The "tightness" of a sub is often discussed, but does it ever get measured?
It seems like it would be easy enough to send a rim tap (or for the sake of standardization a specific signal such as a square wave) and see what the response at a microphone looks like. I'm sure the best would look rather poor (compared to an amp's performance), but relative differences would be good to see.
Would this work?
Is it already being done, and I just don't recognize it (Ilkka has a few graphs I don't follow)?
TIA
Kurt
You are clinging to the myth of "fast bass". There is no such thing. To produce a spike you need a wide band frequency response. A sub only covers very low frequencies and does not have the frequency response to produce a fast upright spike.
You can measure what you want and it is frequently done. The number is Qts.
This reflects the quality of the resonance, or broadness of the resonant peak.
Below a Qts of 0.5 the bass will seem to stop before it gets going and seem unnatural. Above 1.0 it will be definitely boomy. Popular wisdom says 0.7 for Qts is about right, personally I think it is too high. I like it around 0.5.
Now you won't get that from a ported or PR sub, unless you use a second order coupled cavity sub, where Qts can be tightly controlled. That is why I favor TL speakers, even though they take up a lot of real estate. You can do it with a sealed sub, but you have to use brute force to get bass extension, which means an expensive driver with huge xmax, so you can equalize to get bass extension, as F3 is so high without it. To drive it you need a mega amp.

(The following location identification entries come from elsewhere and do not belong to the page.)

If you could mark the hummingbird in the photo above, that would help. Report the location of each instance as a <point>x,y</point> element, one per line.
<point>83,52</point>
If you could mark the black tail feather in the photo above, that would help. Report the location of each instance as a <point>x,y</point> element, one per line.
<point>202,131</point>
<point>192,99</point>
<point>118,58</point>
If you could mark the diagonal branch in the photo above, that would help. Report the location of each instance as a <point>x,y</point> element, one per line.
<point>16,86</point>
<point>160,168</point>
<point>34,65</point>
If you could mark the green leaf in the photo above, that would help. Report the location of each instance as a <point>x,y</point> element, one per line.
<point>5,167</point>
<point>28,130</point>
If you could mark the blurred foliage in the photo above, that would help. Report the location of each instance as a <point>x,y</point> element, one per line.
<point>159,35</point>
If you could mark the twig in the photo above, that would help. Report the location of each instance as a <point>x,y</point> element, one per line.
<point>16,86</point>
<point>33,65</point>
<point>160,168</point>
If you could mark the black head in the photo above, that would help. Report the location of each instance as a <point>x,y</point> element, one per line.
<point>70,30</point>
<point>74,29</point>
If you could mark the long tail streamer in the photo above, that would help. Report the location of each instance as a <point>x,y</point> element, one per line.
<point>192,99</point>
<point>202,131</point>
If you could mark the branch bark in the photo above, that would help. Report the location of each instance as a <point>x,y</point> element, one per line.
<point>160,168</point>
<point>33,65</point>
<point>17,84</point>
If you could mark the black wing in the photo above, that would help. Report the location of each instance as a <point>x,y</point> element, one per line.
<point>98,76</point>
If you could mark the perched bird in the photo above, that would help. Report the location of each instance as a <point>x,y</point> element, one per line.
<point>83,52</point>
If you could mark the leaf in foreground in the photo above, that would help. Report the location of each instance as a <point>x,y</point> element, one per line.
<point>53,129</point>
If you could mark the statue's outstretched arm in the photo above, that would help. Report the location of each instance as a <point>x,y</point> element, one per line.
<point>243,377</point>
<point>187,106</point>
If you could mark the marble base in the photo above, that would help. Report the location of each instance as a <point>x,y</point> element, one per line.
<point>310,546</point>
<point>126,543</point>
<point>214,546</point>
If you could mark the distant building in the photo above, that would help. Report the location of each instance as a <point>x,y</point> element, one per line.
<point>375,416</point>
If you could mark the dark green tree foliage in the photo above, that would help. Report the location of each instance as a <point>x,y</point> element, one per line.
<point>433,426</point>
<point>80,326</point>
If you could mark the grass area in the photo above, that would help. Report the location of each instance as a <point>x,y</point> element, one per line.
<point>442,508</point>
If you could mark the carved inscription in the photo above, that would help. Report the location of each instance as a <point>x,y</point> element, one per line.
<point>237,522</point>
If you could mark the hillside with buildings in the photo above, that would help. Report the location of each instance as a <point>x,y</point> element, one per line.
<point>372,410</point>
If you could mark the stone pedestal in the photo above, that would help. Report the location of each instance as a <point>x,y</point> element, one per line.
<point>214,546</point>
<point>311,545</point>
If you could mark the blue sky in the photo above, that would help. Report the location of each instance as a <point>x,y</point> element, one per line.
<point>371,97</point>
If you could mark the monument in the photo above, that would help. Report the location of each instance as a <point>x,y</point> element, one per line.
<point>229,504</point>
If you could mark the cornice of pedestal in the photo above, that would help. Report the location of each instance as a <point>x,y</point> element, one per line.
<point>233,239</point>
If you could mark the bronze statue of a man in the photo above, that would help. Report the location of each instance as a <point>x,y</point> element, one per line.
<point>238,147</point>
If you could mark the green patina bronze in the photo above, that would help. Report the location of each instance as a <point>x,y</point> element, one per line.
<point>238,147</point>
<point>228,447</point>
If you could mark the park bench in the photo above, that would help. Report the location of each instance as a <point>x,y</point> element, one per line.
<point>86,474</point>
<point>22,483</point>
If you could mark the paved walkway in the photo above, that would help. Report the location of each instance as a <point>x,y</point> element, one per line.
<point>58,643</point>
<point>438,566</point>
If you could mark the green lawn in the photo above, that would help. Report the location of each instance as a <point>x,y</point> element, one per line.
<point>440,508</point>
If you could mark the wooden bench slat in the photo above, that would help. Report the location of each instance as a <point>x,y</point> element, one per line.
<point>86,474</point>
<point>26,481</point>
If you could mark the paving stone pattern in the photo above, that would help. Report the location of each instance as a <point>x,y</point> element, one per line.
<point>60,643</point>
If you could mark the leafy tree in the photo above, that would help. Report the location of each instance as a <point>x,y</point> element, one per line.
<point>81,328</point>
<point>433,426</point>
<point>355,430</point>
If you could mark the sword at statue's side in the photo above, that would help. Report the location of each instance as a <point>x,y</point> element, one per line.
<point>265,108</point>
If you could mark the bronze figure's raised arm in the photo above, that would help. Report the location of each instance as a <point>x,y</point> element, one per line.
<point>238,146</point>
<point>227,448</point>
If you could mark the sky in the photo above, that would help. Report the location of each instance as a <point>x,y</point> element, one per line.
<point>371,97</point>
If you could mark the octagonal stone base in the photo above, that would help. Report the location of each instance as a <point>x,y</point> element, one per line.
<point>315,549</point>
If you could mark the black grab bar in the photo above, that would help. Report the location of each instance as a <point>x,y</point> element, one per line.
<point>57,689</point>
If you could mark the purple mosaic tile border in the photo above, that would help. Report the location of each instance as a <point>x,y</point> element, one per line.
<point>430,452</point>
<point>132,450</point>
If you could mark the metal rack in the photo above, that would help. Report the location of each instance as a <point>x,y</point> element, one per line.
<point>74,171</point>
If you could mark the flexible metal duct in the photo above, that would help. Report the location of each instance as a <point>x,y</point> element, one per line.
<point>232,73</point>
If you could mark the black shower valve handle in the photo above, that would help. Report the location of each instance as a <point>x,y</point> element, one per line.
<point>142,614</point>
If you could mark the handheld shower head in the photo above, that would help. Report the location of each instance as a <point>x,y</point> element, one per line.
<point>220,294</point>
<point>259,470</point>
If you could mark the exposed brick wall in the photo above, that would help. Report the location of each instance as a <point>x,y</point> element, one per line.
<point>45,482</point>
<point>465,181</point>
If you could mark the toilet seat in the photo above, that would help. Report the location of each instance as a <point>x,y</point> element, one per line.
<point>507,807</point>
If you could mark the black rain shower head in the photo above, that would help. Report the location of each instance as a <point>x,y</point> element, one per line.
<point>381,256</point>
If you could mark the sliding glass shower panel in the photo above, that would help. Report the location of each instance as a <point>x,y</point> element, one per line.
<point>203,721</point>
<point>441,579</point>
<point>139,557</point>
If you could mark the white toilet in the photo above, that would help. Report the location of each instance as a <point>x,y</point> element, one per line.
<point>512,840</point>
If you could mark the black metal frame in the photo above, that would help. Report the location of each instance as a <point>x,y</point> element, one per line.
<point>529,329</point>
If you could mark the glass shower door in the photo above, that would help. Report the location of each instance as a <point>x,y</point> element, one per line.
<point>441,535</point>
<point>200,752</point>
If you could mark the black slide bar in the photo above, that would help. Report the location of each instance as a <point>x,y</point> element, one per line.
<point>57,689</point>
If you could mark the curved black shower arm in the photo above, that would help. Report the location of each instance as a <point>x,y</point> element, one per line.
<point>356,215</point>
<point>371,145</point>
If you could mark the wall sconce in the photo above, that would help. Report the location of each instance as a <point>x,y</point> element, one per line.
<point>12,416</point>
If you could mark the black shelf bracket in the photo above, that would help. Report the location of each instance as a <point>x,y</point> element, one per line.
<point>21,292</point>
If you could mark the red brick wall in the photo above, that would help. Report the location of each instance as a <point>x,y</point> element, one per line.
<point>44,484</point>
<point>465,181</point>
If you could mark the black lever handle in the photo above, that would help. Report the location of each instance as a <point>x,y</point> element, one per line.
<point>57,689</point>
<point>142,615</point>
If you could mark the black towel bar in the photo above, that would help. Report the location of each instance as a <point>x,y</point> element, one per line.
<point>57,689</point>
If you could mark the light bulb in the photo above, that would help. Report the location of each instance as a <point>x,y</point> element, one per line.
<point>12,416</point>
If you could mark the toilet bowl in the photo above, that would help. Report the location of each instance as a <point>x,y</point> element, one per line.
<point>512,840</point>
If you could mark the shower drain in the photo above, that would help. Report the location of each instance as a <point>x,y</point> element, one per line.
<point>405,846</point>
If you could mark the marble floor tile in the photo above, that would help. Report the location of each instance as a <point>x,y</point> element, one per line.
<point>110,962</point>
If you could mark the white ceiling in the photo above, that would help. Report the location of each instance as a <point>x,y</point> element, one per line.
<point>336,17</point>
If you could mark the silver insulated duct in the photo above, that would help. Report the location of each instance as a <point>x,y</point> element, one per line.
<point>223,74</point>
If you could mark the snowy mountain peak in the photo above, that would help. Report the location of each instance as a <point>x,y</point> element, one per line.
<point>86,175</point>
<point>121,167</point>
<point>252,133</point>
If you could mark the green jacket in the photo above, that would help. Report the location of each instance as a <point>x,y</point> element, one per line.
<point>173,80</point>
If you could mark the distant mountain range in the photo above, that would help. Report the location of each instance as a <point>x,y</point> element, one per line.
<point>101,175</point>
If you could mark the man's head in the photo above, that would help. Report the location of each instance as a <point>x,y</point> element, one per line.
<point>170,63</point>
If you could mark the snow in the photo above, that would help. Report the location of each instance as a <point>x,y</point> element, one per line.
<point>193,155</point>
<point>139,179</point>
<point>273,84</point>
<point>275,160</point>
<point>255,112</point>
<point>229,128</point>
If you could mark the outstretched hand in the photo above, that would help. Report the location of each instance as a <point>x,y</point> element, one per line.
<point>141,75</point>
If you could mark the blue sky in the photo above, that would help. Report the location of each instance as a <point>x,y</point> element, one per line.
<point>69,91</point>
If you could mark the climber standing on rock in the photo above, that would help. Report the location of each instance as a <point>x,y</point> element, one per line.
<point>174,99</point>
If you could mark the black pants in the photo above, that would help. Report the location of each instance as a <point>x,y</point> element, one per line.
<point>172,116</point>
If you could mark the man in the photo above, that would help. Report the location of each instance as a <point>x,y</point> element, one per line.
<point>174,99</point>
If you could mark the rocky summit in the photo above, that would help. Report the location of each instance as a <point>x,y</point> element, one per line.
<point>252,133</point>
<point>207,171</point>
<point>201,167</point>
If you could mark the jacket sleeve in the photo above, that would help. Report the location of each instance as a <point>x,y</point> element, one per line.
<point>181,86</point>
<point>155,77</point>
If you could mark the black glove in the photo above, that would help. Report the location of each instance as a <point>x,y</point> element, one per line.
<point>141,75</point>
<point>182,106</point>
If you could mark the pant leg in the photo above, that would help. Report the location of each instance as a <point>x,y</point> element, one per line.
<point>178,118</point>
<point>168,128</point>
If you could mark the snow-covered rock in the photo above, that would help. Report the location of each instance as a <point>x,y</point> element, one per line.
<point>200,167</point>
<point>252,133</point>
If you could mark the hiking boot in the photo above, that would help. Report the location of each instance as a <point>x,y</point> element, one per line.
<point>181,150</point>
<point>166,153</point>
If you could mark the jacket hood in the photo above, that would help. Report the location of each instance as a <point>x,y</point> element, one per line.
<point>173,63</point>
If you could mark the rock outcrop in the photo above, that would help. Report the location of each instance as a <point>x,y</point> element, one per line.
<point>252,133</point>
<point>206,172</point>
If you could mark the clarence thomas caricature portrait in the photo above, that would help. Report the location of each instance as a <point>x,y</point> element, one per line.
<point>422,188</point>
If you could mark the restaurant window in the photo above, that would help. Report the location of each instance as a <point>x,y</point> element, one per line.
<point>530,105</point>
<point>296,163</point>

The TL on the other hand can easily achieve low bass extension, at good efficiency without pushing things to the limit. The driver gets support from the pipe over about 1.5 octaves to support the direct radiation from the speaker. At the same time you get a natural deep bass that is light on its feet.
Part of the reason for this is that a loudspeaker cone is a very poor coupler to the room. A ported Qb4 solves this, as the port couples well, but the reproduction is prone to be resonant with highish Qts. A pipe couples very well to the space and a horn best of all, with the highest efficiency.